Jeff Hunt reports a highly successful Blue Mountain 5K race.  He reports, “It looks like Macee Nielson gave a high school cross-country preview this year as she won the 5K with a time of 19:16. 

“The next closest time was the male winner, Daniel Washington of Athens, GA, with a time of 19:45.  There were 80 runners and walkers in the 5K, with 16 kids in the kid’s race. 

“We had runners from as far away as New York, Indiana, Georgia and Las Vegas.  Tyler Bird and Sara Musselman were the winners of the kid’s race.  Even the Cave Guy and his too-kind-and-loving wife got in on the action, both winning their age group.  I won’t tell you what group that was, we will just say it was in the higher numbers.”  

13 & Under: Brandon Ramsey & Kayla MacArthur.

Under 20: Daniel Washington & Macee Nielson.

 20-29: Micah Burleson & Annie Green.

 30-39: Scott Wilmont & Aleigh Redd.

Stone age: Gary Torres & Deidree Torres.

50 & Over: Joe Peterson & Becky Peterson.

I see heaps of people out running, jogging, or walking every morning in Monticello and Blanding trying to get or stay in some semblance of shape. 

Thinking about the Olympics are you?  What does an elite athlete, such as Lindsey Anderson, a member of the 2008 US Olympic team, do? 

In part 2 of the Lindsey Chronicles, discover what it takes to be an elite athlete.  Try comparing your training schedule with hers. 

Q.  So Lindsey, what is your training schedule?

During my regular training weeks, I’m running somewhere around 80-85 miles per week.  I do two or three hard workouts each week, usually on Tuesday, Thursday and sometimes Saturday. 

These hard workouts are when I do my interval training, tempo runs, power runs, intervals with hurdles, etc. 

On Monday, Wednesday and Friday I’ll do distance runs of 60 minutes and afterwards I’ll do speed drills, stairs, and strides.  Saturdays are my long run days when I’ll go for 90 minutes.
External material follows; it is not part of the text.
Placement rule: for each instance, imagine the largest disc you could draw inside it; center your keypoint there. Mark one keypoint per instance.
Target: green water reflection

Depending on the week, I may or may not do a tempo run in the middle of it (that’s where the third hard workout would come from). 

Besides my interval workouts and distance runs, I also do 30 minute morning runs five days a week.  So in sports terms I’m doing five two-a-days each week. 

I only run once on Saturday, when I have my long runs. I take Sunday’s completely off.  (My day of rest!  I definitely look forward to this day!) 

I also lift weights twice a week and do a different ab workout/routine every day. As for recovery, I get ice baths (water is around 42-50°) 4-5 times per week.  They are hard to get in at first, but really help in recovery.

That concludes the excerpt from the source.